Cuando llegaban los meses cálidos los apartamentos, recién estrenados, colgaban el cartel de no hay billetes. Fueron muchas las familias almerienses que invirtieron sus ahorros en un piso turístico en el Zapillo y cuando llegaba el mes de julio, cuando los niños habían terminado las clases, dejaban el centro de la ciudad para convertirse en veraneantes, aunque estuvieran a un cuarto de hora de su residencia habitual.
A esta legión de turistas autóctonos había que unir la lista de veraneantes de fuera, los que llegaban mayoritariamente de las provincias interiores de Andalucía, sobre todo de Granada y de Jaén. Venían blancos como el papel y se iban tostados, como si les hubieran cambiado la piel, y en cierto modo ocurría de verdad esa mutación, ya que la piel se les iba cayendo a tiras por los efectos del sol, del que nunca se cansaban.
Entre los que llegaban de Almería y los que aterrizaban de fuera, las playas de San Miguel, las Conchas, los Tritones y el Zapillo se transformaban durante dos meses en nuestra Ipanema particular.
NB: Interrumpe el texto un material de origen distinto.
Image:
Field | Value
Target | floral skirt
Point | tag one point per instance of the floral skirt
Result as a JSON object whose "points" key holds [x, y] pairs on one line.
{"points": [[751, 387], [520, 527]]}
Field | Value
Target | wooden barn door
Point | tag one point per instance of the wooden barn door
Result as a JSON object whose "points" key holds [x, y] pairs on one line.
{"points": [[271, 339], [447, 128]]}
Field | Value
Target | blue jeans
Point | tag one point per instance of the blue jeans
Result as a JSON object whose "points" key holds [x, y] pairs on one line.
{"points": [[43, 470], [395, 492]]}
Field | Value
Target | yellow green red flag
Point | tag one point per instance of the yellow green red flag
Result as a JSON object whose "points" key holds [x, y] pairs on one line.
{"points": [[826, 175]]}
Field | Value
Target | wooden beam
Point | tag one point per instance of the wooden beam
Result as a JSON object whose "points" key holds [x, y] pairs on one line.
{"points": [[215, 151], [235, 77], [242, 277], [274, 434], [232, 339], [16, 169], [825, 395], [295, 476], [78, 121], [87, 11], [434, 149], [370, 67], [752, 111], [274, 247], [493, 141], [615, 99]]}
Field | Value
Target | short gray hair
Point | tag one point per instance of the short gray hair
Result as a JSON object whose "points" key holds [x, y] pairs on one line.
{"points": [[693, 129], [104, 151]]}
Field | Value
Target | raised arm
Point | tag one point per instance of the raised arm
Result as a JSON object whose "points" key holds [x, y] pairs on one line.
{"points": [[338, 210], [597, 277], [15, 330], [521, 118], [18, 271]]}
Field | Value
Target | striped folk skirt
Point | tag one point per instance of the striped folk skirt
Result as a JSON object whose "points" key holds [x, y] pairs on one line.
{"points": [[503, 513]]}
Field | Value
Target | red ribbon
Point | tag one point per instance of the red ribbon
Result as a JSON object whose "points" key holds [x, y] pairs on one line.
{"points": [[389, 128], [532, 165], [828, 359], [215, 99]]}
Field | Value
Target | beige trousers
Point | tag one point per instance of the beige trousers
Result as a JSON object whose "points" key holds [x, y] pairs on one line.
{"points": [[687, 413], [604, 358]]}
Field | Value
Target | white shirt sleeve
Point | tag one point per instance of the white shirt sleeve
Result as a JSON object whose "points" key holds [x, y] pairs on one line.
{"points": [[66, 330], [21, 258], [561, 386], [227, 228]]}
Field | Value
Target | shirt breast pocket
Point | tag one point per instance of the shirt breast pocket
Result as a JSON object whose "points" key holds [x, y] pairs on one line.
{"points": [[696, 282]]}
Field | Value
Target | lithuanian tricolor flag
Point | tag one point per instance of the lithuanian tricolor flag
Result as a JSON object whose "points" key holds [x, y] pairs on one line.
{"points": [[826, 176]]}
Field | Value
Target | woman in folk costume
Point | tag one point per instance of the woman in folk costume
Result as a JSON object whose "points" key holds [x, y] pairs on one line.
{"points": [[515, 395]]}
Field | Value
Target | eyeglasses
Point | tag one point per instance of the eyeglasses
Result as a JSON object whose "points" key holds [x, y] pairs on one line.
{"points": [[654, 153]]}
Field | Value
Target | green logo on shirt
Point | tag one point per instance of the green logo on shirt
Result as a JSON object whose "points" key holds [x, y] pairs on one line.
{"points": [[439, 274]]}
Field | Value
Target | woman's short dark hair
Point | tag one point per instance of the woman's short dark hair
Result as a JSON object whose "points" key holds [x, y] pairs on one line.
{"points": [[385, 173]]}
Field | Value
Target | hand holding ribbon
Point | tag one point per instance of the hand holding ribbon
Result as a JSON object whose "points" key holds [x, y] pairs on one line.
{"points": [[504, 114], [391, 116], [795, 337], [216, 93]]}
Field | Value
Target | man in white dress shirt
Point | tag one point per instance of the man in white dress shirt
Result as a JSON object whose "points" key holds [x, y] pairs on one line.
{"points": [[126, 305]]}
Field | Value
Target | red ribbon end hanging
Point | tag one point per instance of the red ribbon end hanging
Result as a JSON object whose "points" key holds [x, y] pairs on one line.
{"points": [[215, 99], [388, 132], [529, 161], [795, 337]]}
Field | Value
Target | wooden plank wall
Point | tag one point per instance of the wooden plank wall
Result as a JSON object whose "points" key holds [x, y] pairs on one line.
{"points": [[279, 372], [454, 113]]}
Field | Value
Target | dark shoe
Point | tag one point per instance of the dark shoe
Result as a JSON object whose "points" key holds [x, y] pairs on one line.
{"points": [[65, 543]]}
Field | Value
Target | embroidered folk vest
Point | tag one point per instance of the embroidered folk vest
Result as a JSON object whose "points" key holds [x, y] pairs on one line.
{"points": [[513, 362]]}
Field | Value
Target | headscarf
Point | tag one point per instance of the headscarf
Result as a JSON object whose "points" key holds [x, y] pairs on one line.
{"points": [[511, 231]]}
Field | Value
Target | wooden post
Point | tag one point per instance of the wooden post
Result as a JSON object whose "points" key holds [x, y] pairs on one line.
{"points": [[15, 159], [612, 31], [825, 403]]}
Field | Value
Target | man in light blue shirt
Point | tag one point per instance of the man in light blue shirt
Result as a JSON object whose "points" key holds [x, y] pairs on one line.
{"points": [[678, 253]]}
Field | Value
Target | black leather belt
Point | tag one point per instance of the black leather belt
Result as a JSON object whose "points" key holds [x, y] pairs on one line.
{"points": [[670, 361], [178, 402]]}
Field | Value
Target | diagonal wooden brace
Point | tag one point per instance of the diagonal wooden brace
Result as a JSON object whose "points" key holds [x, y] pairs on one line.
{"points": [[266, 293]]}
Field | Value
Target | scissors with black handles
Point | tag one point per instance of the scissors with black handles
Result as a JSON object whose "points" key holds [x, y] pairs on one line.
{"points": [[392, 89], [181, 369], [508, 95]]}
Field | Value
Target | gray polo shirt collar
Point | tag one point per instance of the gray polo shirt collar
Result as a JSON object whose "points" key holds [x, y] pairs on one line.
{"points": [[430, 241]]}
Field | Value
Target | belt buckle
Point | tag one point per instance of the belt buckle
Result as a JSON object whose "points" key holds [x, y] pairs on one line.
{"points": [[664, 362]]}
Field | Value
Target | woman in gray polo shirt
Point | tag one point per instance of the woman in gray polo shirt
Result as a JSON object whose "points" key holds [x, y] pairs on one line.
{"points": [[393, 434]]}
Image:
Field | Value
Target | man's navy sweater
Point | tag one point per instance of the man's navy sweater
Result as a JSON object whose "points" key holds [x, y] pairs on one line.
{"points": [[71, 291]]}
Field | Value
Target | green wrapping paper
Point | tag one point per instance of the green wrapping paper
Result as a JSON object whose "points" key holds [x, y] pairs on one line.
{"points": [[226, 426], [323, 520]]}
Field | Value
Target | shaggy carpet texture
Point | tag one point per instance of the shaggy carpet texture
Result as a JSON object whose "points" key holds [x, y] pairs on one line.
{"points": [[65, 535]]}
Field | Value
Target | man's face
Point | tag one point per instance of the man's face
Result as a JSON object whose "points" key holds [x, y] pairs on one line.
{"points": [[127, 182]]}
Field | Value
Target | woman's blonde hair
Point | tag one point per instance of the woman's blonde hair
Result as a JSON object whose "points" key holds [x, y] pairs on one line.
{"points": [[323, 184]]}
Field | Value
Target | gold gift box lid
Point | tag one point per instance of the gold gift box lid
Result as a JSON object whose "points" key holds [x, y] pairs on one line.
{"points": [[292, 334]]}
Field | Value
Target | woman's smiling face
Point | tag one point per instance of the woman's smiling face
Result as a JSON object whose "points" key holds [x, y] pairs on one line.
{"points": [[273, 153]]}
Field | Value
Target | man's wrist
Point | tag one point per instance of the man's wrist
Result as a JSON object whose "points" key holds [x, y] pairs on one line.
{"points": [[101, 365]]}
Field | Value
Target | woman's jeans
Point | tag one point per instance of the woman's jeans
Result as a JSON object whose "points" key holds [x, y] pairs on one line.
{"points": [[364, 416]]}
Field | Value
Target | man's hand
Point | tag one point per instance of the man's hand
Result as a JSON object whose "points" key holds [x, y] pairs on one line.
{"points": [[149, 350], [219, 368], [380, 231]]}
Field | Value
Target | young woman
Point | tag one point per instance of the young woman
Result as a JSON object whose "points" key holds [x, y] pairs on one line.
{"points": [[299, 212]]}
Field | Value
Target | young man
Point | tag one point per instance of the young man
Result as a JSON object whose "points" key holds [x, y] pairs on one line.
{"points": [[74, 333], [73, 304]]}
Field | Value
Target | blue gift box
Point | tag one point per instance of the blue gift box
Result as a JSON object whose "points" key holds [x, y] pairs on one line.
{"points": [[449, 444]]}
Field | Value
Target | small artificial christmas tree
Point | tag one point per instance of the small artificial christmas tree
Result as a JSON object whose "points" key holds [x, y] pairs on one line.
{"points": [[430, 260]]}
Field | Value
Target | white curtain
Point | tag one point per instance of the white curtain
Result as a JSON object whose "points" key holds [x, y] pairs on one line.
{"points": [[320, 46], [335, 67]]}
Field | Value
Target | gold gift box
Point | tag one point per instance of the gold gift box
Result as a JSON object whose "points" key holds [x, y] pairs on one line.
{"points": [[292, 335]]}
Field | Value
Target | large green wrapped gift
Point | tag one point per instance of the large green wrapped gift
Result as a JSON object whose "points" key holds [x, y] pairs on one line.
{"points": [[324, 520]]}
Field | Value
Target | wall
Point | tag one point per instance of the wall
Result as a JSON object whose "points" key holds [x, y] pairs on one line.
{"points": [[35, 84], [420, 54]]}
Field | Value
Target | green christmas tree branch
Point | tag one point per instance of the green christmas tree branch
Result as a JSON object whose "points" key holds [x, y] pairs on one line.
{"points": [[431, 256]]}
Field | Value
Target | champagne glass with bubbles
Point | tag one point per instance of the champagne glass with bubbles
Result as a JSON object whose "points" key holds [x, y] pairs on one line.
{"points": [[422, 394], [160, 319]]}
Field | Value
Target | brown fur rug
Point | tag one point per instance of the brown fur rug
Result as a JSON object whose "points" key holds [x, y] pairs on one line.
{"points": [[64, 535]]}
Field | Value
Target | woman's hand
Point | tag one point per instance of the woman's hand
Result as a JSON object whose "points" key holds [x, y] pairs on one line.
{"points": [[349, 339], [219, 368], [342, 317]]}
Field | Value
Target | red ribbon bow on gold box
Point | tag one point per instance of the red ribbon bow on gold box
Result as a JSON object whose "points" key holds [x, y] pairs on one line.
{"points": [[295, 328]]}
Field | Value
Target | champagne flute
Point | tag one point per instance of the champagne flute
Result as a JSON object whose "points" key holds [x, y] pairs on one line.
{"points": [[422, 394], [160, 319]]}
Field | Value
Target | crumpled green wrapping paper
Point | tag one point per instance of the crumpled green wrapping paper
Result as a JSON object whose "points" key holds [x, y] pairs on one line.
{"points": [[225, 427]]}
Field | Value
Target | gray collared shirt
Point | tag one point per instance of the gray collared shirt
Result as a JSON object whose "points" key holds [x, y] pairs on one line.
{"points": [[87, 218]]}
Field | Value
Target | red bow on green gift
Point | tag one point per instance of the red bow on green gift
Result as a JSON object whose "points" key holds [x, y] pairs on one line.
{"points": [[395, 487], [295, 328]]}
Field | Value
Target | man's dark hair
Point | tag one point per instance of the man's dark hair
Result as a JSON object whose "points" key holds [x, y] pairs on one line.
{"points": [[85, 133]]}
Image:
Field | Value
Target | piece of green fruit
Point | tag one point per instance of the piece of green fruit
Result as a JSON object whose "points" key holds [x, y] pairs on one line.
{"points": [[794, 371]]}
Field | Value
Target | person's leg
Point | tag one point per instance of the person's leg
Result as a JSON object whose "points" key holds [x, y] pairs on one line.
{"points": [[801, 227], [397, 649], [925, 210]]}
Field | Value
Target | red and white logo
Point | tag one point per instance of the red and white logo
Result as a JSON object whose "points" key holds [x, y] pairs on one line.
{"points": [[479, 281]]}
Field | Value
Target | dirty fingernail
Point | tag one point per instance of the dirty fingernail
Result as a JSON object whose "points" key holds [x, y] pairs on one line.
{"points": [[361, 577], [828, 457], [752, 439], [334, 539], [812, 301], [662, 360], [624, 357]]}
Toda la vida de la ciudad se trasladaba a la playa y aquella calle de Joaquín Vázquez, alejada y sombría, que era un páramo en invierno, adquiría tintes de avenida principal y se llenaba de bañistas, de mirones y de mobylettes, que eran las motos de moda entre los jóvenes antes de que fueran desplazadas por las vespinos.
Llegó a tener tanta importancia la calle que el ayuntamiento la eligió como punto estratégico para colocar una cabina telefónica. Durante años, la cabina playera fue un punto de referencia del barrio. La primera que colocaron, a finales de los sesenta, tenía hasta una guía enganchada con un cable para que los usuarios pudieran consultarla, pero no tardaron en llevársela, lo que obligó a la empresa responsable del teléfono a colocar la guía en una de las tiendas de la esquina.
Aquella cabina de la calle de Joaquín Vázquez no descansaba durante el verano, cuando era de las más rentables de la ciudad. Por las noches se formaban largas colas delante del cristal, ya que a partir de las diez las llamadas eran más económicas, lo que aprovechaban los turistas para poner una conferencia y hablar con sus familiares. Qué voces daban algunos cuando agarraban el teléfono, compartiendo la conversación con todo el barrio.